With access to COVID-19 vaccines slowly expanding across Canada, some experts are emphasizing that age should be the main priority, even over some essential workers.
The director of geriatrics at Sinai Health System in Toronto, Dr. Samir Sinha, says that regardless of if the goal is to prevent deaths, lessen the strain on the health-care system or reopen the economy, the approach should be the same: vaccinate seniors first.
Chris Bauch, a mathematician involved in COVID-19 modelling, says there simply isn’t enough vaccine currently available for an approach built around limiting transmission to succeed.
“So we should keep on with the approach of prioritizing 80-year-olds first,” the University of Waterloo professor said.
“If we could vaccinate enough people per week, then we could probably prevent more deaths by distributing the vaccine, dispersing it widely to all age groups — so a non-targeted strategy. But at this point in the pandemic, for that to work would require us to be able to vaccinate more than five per cent of the population per week.”
Bauch added that the threat of the B.1.1.7 variant, which was first discovered in the U.K., actually strengthens the case for an age-based approach “because it’s much harder for the vaccine to block transmission if the virus is more transmissible.”
“That strategy of blocking transmission can work, but it only works if you’ve got a kind of critical mass of vaccinated people. And at the current rates of vaccination, we’re not at that point.”
Sinha said that in early January, Ontario’s initial plan had non-health-care essential workers like teachers in queue ahead of older people not receiving publicly funded home care or living in long-term care or retirement homes.
“A 90-year-old living in the community is at far greater risk, for example, than, say, an essential worker,” he said.
“It really didn’t make much sense and so I think this is where NACI (National Advisory Committee on Immunization) has stepped in, releasing clear guidance saying essential workers absolutely should get vaccinated, but they shouldn’t be a top priority, they should be a second priority in a three-phased approach.”
Sinha says the initial plan also had “so many different populations being included that actually created competing priorities” in Phase 1.
“It meant that we were actually seeing workers in hospital who aren’t actually high-risk front-line workers getting vaccinated.

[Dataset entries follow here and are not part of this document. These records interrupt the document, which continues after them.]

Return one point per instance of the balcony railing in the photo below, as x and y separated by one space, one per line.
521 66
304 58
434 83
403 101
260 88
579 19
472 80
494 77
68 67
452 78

And then we were seeing that our ability to vaccinate the most vulnerable among us, those living in our long-term care and retirement homes, were not getting vaccinated in a timely way.”
Sinha pointed to a recent report from the Ontario COVID-19 Science Advisory Table that found that delaying vaccinations at long-term care homes cost over 100 lives in Ontario.
The independent group, which helps inform the province’s response, released a report on Jan. 21 claiming that if all long-term care residents had received their first doses of vaccine by Jan. 31 instead of by Feb. 15, then 115 deaths would have been prevented in the province by March 31.
In cases where vaccine supply is limited, the researchers argued that it would be better to provide first doses to long-term care home residents than to provide on-schedule second doses to health-care workers outside of those homes.
Sinha has been vaccinated, but he stressed that he provides front-line care in high-risk settings.
“That’s why my vaccination was absolutely justified. But if there was only one vaccine available and it was my 98-year-old patient who lives at home versus me as a 44-year-old healthy young health-care professional, I would say that vaccine absolutely should go to that individual first.”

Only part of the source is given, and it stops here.